В начале 1945 года объявился отец Вадима. С  момента, когда ему было предоставлено последнее свидание с женой в начале 1941 года, он ничего не знал о судьбе своей семьи. Ему заменили расстрел штрафным батальоном,  и послали на передовую.  Под Вязьмой он был ранен и санитарным поездом отправлен в госпиталь на Урал. Когда он пришел в себя, то узнал, что Киев уже оккупирован немецкими войсками. Что произошло с его семьей, ему не было известно. Успела ли Нонна с сыном эвакуироваться или нет, и вообще живы ли они, на это никто не мог дать ему ответ. Сейчас их, возможно, разделяла линия фронта. В штрафных батальонах считалось, что если тебя ранили, то ты кровью уже смыл свою вину. После госпиталя Аркадия Исааковича направили в линейную пехотную часть.

В  конце 1944 года под Кенигсбергом Аркадий Исаакович был ранен повторно. И уже из госпиталя он написал письмо старому доброму другу Ивана Ивановича аптекарю Астраханцеву. К этому времени Малую Виску уже освободили от немцев. Прямо писать домой у него не хватило духу. Он боялся узнать  самое худшее.

И вот в один из зимних дней января 1945 года,  старый друг появился перед глазами Ивана Ивановича. Заперлись они в его кабинете, и гость достал  из кармана солдатский треугольник. Через несколько минут дед вылетел из своего кабинета с криком: «Аркадий жив!». Его глаза, даже через очки, сверкали радостью и счастьем. Он подхватил Вадима на руки и затряс  крича: «Твой папка жив!» Радость его была огромной.  Отец писал, что сейчас лежит в госпитале, ранение было не очень серьезным, скоро его выпишут, и возможно, дадут отпуск на несколько дней. А там и война, даст Бог, уже закончится. Наши уже в Германии. Он просил Астраханцева сообщить, что ему известно о его семье. На треугольнике был только номер полевой почты.

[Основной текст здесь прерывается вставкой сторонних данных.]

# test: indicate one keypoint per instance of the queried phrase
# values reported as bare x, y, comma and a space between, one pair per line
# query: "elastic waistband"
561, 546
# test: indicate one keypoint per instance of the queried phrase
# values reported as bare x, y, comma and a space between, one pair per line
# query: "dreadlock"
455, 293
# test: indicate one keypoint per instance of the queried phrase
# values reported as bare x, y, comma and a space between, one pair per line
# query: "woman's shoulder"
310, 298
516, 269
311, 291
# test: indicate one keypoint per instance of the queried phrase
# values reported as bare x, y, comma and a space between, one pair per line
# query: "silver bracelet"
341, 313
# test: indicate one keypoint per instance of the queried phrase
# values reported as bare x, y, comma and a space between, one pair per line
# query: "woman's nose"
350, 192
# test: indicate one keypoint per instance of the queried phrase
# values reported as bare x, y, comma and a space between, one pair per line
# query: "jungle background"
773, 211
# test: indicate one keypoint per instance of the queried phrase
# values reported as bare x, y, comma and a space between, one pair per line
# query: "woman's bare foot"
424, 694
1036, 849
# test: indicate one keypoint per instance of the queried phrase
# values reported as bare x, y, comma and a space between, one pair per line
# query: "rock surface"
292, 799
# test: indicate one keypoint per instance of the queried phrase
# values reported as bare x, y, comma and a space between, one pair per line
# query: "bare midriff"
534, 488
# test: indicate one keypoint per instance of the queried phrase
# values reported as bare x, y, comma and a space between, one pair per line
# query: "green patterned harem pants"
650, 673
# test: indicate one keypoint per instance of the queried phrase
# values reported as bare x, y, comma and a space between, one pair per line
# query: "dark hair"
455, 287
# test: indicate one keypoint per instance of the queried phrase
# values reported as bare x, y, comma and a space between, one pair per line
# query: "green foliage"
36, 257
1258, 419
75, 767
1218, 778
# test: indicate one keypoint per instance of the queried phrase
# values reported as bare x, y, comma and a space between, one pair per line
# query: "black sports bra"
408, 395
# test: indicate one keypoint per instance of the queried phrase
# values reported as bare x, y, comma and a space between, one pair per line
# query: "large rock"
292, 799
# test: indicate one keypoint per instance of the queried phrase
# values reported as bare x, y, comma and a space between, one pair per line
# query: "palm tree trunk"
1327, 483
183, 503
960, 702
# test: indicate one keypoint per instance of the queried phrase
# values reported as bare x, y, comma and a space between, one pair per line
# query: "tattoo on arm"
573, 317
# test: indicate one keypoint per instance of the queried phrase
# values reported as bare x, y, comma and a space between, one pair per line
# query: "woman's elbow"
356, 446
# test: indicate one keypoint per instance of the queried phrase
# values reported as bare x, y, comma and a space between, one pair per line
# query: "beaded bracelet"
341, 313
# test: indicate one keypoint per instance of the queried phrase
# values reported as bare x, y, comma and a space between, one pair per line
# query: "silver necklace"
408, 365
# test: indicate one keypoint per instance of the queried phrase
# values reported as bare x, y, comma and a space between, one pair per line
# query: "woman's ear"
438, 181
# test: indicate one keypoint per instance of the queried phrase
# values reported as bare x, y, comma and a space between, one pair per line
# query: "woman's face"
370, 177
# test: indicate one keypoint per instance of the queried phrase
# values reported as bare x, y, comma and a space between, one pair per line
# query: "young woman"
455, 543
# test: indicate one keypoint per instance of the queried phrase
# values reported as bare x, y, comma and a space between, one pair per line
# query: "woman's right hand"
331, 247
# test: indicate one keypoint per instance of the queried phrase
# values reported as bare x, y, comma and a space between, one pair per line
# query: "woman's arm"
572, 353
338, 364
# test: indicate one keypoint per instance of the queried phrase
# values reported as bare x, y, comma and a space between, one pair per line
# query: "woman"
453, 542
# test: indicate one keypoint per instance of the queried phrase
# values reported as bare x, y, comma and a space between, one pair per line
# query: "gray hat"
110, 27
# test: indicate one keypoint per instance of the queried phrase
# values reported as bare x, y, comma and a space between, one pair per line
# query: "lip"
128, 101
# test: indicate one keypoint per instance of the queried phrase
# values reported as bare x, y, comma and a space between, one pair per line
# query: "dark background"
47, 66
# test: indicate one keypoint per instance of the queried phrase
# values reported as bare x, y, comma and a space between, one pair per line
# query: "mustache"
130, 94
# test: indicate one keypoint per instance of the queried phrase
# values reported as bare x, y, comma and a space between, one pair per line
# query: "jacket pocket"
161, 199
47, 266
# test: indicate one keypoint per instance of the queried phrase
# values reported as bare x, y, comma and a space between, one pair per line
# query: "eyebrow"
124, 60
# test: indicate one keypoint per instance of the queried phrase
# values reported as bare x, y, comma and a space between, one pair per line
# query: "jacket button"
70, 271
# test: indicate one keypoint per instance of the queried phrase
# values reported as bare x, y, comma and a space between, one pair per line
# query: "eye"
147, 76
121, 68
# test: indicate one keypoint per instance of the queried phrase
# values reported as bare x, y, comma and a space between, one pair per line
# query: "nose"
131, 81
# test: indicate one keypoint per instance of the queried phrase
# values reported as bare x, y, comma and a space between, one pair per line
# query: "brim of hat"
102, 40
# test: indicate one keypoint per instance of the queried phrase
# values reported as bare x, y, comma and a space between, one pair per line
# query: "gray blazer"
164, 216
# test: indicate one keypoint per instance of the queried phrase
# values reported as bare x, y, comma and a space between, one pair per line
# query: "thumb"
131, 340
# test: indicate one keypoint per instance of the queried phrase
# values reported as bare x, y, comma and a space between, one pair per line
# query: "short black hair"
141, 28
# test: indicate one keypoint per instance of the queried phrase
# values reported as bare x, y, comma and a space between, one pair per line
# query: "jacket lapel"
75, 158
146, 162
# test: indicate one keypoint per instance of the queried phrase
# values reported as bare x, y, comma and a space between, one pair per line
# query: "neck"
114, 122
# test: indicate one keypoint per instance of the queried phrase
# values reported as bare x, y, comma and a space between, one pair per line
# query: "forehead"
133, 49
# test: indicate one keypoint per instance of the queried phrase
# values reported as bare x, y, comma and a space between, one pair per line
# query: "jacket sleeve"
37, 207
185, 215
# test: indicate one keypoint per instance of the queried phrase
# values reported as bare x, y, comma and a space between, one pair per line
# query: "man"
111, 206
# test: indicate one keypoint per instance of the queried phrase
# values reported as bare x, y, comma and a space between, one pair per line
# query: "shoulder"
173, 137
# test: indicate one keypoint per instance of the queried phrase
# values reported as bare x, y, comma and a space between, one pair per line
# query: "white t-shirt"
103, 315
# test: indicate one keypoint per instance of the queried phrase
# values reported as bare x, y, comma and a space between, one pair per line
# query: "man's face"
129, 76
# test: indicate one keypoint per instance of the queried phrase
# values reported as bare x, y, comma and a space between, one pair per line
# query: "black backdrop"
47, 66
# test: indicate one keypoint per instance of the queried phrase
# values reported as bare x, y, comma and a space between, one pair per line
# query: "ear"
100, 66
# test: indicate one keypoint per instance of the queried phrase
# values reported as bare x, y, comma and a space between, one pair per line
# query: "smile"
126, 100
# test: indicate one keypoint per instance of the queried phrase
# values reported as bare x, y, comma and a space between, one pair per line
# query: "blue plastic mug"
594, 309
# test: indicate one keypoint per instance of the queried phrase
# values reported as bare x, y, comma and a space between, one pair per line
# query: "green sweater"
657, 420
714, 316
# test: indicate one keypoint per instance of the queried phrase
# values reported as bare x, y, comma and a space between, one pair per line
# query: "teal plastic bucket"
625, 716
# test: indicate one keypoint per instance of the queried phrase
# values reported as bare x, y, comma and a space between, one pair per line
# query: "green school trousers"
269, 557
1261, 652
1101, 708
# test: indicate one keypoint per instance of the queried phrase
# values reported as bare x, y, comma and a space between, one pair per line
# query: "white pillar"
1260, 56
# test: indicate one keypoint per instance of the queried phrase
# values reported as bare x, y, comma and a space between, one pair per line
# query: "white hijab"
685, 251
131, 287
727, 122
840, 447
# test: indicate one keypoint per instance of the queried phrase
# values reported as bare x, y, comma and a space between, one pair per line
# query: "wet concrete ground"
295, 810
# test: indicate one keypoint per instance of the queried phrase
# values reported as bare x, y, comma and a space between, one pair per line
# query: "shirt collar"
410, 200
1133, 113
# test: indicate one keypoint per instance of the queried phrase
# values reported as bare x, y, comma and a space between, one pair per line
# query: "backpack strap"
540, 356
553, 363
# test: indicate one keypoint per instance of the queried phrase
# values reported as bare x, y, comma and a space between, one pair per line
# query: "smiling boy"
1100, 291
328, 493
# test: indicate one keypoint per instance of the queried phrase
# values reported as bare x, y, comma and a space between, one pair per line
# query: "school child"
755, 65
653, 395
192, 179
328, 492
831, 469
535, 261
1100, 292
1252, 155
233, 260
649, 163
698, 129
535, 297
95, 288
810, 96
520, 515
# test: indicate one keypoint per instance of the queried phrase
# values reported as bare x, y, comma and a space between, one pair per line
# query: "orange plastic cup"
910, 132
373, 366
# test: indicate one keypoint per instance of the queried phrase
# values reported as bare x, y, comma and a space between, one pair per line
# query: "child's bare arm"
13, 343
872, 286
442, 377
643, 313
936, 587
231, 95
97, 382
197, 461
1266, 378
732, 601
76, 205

После ухода друга Иван Иванович сел писать письмо. Горько ему было писать, что за время войны он потерял супругу Марию Васильевну, что Нонна находится в лагере «за связь с немцами». Но обо всем во время военной цензуры не напишешь. Пришлось обойтись небольшим письмом. Через месяц получили радостное, восторженное письмо от отца. Отец писал:

«Уже несколько дней, когда я твердой поступью шагаю обеими ногами. Меня охватывает чувство радости от того, что благополучно закончилось лечение, а главное то, что я шагаю по немецкой земле. С каждым днем  все ближе и ближе к Берлину двигаются наши солдаты. Мы все просыпаемся с мыслью о Берлине, и с этой мыслью засыпаем. В немецких городках, где все нам чужое, мы с тоской  думаем о наших улицах, о наших любимых, и каждый из нас знает, что неся тяжелое бремя войны, он сражается за ту улицу, за ту девушку, которую он оставил далеко на востоке. Я спешу быть здоровым, чтобы быть в числе тех, кому выпало счастье быть в Берлине»
(Из письма отца от 2 февраля 1945 года)

Вадим как-то спокойно воспринял весть о том, что отец жив. Отца он совсем не помнил, когда он видел его последний раз, был еще слишком мал. После смерти бабушки самыми близкими людьми для него остались мать и дедушка. Дед любил внука, но был с ним суров. Боясь, что внук вырастет неслухом и баловнем, держал его в строгости. Он был сторонником жестких мер воспитания. За провинности полагалась порка, или, как он называл «экзекуция». Это мероприятие всегда назначалось на вечер.  За ужином суммировались все «грехи», а вечером проводился «разбор полетов» и начиналось время «экзекуции». И страшна была не сама процедура порки, а ожидание предстоящего наказания, что заставляло в страхе сжиматься детское сердце весь вечер.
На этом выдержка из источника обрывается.